ところで,フランスにおいては,間接訴権の外に,直接訴権(action directe)という制度がある。実は,この制度も,民法613条,自賠法16条において,すでに,わが国にも導入されている。
この直接訴権(action directe)は,間接訴権(action oblique)としての債権者代位権とは,異なり,AがBのCに対する債権を自らの名で,かつ,自らのために行使することを認めるものであり,CからAへの直接の引渡が可能であるばかりでなく,金銭債権という限定もなく,無資力要件も不要である。ただし,行使できる権利の範囲は,債権者代位権の場合と同様,二重の制約を受けるほか,AのBに対する債権とBのCに対する債権とが同種のものであること,少なくとも,密接不可分の関係にあることが求められる。

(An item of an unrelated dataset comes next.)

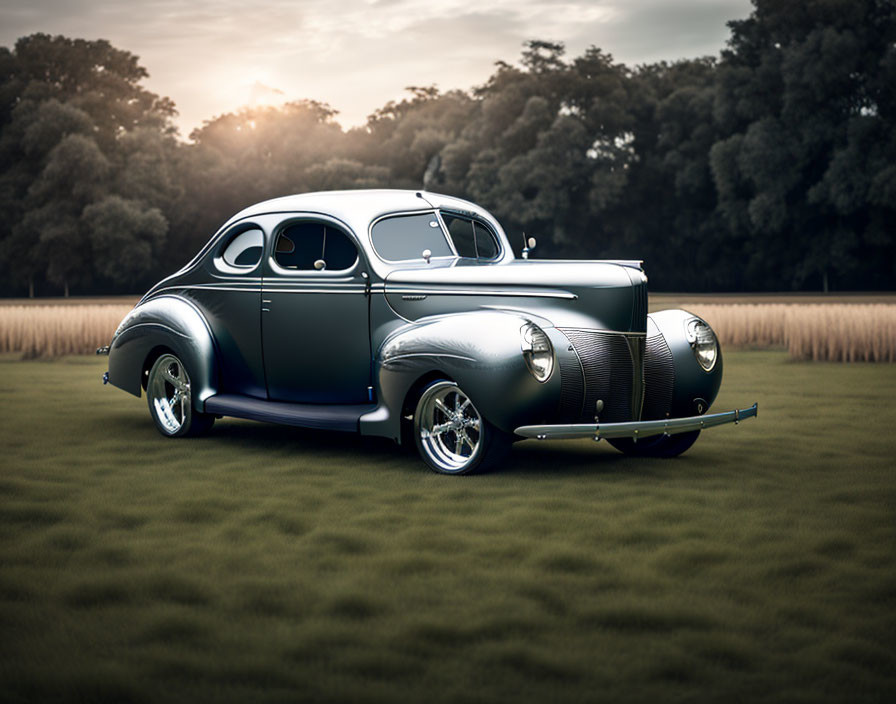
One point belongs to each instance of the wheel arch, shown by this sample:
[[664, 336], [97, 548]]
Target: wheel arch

わが国において,債権者代位権の転用といわれれいる現象は,まさに,フランスの直接訴権の導入に他ならない。その点を明らかにするために,以下の表によって,債権者代位権,直接訴権との異同との関係で,債権者代位権を位置付けてみることにする。
債権者代位権 (action oblique) |
債権者代位権の転用 | 直接訴権 (action directe) |
|
---|---|---|---|
被保全債権 | 原則として,金銭債権に限る | 登記請求権(大判明43・7・6民録16巻537頁) 賃借人の不法占拠者に対する妨害排除請求権(最判昭29・9・24民集8巻9号1658頁) |
賃貸人の転借人に対する賃料の直接請求権(民法613条), 賃貸人の転借人に対する明渡請求権(民法613条の解釈), 保険金請求権(自賠法16条) |
無資力要件 | 必要 | 不要 | 不要 |
2つの債権の等質性 | 不要(行使される債権は,金銭債権に限られない) | 等質か密接不可分であることを要する | 等質か密接不可分であることを要する |
代位権行使の範囲 | AがBに対する金銭債権に基づいてCに対する金銭債権を代位行使する場合には,Aは,自己の債権の範囲においてのみBの権利を代位行使できる(最判昭44・6・24民集23巻7号1076頁) | 債権者の債務者に対する債権と,債務者の第三債務者に対する債権の範囲によって,二重に制限される。 | 債権者の債務者に対する債権と,債務者の第三債務者に対する債権の範囲によって,二重に制限される。 |
債権者の直接の引渡請求 | 不可 | 可 建物の賃借人が,賃貸人たる建物所有者代位して,不法占拠者に対し建物の明渡しをする場合には,自己に直接その明渡しをなすべき旨を請求できる(最判昭29・9・24民集8巻9号1658頁)。 |
可 |
第三債務者が債権者に対して対抗できる抗弁 | 第三債務者は,債務者に対して主張しうる事由を債権者に対抗することができる(最判昭33・6・14民集12巻9号1449頁) 第三債務者が主張した事由に対して,債権者が反論することのできる事由は,債務者自身が主張し得るものに限られ,債権者独自の事情を主張することはできない(最判昭54・3・16民集33巻2号270頁)。 |
? | 直接請求後に生じた事由は債権者に対抗できない。 直接請求前に生じた事由は原則として対抗できる。ただし,詐害行為は債権者に対抗できない(民法613条但書参照)。 |
他の債権者との競合・優先弁済権 | 他の債権者との競合にさらされ,債権者の優先権は認められない。 | ? | 自賠法15条(債務者の第三債務者に対する請求運請求の禁止) 民法314条(賃貸人の転借人に対する先取特権) |
債権者代位権の転用に関しては,抵当権者の第三者に対する明渡請求の代位構成を是認した最大判平11・11・24民集53巻8号1899頁(抵当権者が権利の目的である建物の所有者の不法占有者に対する妨害排除請求権を代位行使して直接抵当権者に建物を明け渡すよう求めることができるとした事例)が注目を集めている。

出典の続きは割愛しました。